The Problem MCP Assist Solves

Traditional voice assistants send your entire entity list (lights, switches, sensors, etc.) to the LLM with every request. For a typical home with 200+ devices, this means:

  • 12,000+ tokens sent every time
  • Expensive API costs (cloud LLMs)
  • Slow response times
  • Context window limitations
  • Poor performance with large homes

How MCP Assist Works

Instead of dumping all entities, MCP Assist:

  1. Starts an MCP Server on Home Assistant that exposes entity discovery tools
  2. Your LLM connects to the MCP server and gets access to these tools:
    • get_index - Get system structure index (areas, domains, device_classes, people, etc.)
    • discover_entities - Find entities by type, area, domain, device_class, or state
    • get_entity_details - Get current state and attributes
    • perform_action - Control devices
    • run_script - Execute scripts and return response data
    • run_automation - Trigger automations manually
    • list_areas - List all areas in your home
    • list_domains - List all entity types
    • set_conversation_state - Smart follow-up handling
  3. LLM uses the index for smart queries - Understands what exists without full context dump
  4. LLM discovers on-demand - Only fetches the entities it needs for each request
  5. Token usage drops from 12,000+ to ~400 tokens per request

Token Usage Comparison

Method Token Usage Description
Traditional 12,000+ tokens Sends all entity states
MCP Assist ~400 tokens Uses MCP tools for discovery
Reduction 95% Massive efficiency gain

Smart Entity Index (v0.5.0+)

The Smart Entity Index provides a lightweight (~400-800 tokens) snapshot of your Home Assistant system structure, enabling context-aware queries without full entity dumps.
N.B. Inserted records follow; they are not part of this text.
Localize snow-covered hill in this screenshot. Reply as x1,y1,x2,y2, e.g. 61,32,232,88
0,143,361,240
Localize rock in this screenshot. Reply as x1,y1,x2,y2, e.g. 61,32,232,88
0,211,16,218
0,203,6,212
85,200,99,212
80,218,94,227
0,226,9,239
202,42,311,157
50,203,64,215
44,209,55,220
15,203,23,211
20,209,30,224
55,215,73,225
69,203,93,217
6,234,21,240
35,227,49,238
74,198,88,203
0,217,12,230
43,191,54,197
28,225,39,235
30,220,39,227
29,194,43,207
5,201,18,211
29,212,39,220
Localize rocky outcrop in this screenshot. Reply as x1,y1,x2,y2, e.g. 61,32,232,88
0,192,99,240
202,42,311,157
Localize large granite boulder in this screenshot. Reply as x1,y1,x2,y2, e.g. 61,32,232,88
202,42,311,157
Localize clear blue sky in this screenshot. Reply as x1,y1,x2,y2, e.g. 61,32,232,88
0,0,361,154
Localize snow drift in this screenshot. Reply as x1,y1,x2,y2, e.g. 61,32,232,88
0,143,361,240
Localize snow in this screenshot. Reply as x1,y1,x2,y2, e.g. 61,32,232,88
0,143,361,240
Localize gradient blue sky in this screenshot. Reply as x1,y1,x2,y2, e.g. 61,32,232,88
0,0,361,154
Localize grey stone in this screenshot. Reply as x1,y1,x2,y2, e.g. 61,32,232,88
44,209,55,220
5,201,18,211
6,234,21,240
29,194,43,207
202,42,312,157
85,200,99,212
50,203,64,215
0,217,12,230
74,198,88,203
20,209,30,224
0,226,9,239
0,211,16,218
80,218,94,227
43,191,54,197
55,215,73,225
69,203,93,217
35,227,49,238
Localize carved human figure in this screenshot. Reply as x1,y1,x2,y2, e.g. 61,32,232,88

The index includes areas, domains, device classes, people, calendars, zones, automations, and scripts. For entities without standardized device_class attributes (like custom integrations), LLM-powered gap-filling automatically infers semantic categories from naming patterns. This results in faster, more accurate queries that use ~95% fewer tokens compared to traditional entity dumps.

Multilingual Support (v0.12.0+)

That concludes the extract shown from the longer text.